Numa Tempesta (Marco Giallini) è un finanziere che gestisce un fondo da un miliardo e mezzo di euro e abita da solo nel suo immenso grand hotel deserto, pieno di letti in cui lui non riesce a chiudere occhio. Tempesta ha soldi, carisma, fiuto per gli affari e pochi scrupoli. Un giorno la legge gli presenta il conto: a causa di una vecchia condanna per evasione fiscale dovrà scontare un anno di pena ai servizi sociali in un centro di accoglienza. E, così, il potente Numa dovrà mettersi a disposizione di chi non ha nulla, degli ultimi. Tra questi c'è Bruno (Elio Germano), un giovane padre che frequenta il centro con il figlio, in seguito ad un tracollo economico. L'incontro sembrerebbe offrire ad entrambi l'occasione per una rinascita all'insegna dei buoni sentimenti e dell'amicizia. Ma c'è il denaro di mezzo e un gruppo di senzatetto che, tra morale e denaro, tenderà a preferire il denaro.

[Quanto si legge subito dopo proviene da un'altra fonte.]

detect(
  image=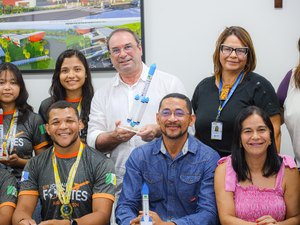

I drammi della cronaca italiana si mescolano agi stilemi dell'opera buffa nell'ultima commedia scritta e diretta da Daniele Luchetti (Mio fratello è figlio unico, La nostra vita), grande erede della commedia all'italiana nel suo senso più sociale e nobilitante. Non solo storia di miseria e nobiltà di una Italia contemporanea al lastrico in fila ai centri sociali per vitto ed alloggio, ma vero e proprio pamphlet dai toni ironici e satirici sulla diseguaglianza identitaria e sui meccanismi psicologici del valore del denaro, sempre fluttuante e in continua trasformazione al trasformarsi stesso dell'assetto e delle difficoltà economiche del Paese.

Se il braccio di ferro ideologico tra il ricchissimo Numa (uno straordinario Marco Giallini, maschera privilegiata del cinema nostrano di oggi) e il povero Bruno (il simpatetico Elio Germano) si risolve in un gioco di inghippi finanziari ed economici in cui la ruota della fortuna si consolida in un tira e molla tra l'avaro inamovibile di ispirazione teatrale e la classe dei poveri, anime miserabili furbe e senza compromessi; la ruota girerà anche per loro in un ideale rilettura del Don Giovanni di mozartiana memoria. Chi è il cattivo? Chi il buono? Chi il miserabile e il puro di animo?
Un'opera cinematografica sul filo dell'ironia e della leggerezza nel racconto che profuma però di irreparabile grigiore, di confini labili tra bene e male, tra giusto e sbagliato, tra una nuova Italia accattona e un Paese che, pur nel ritardo improrogabile dei suoi pochi servizi di assistenza sociale, non si arrende ad abbassare il capo alla disgrazia.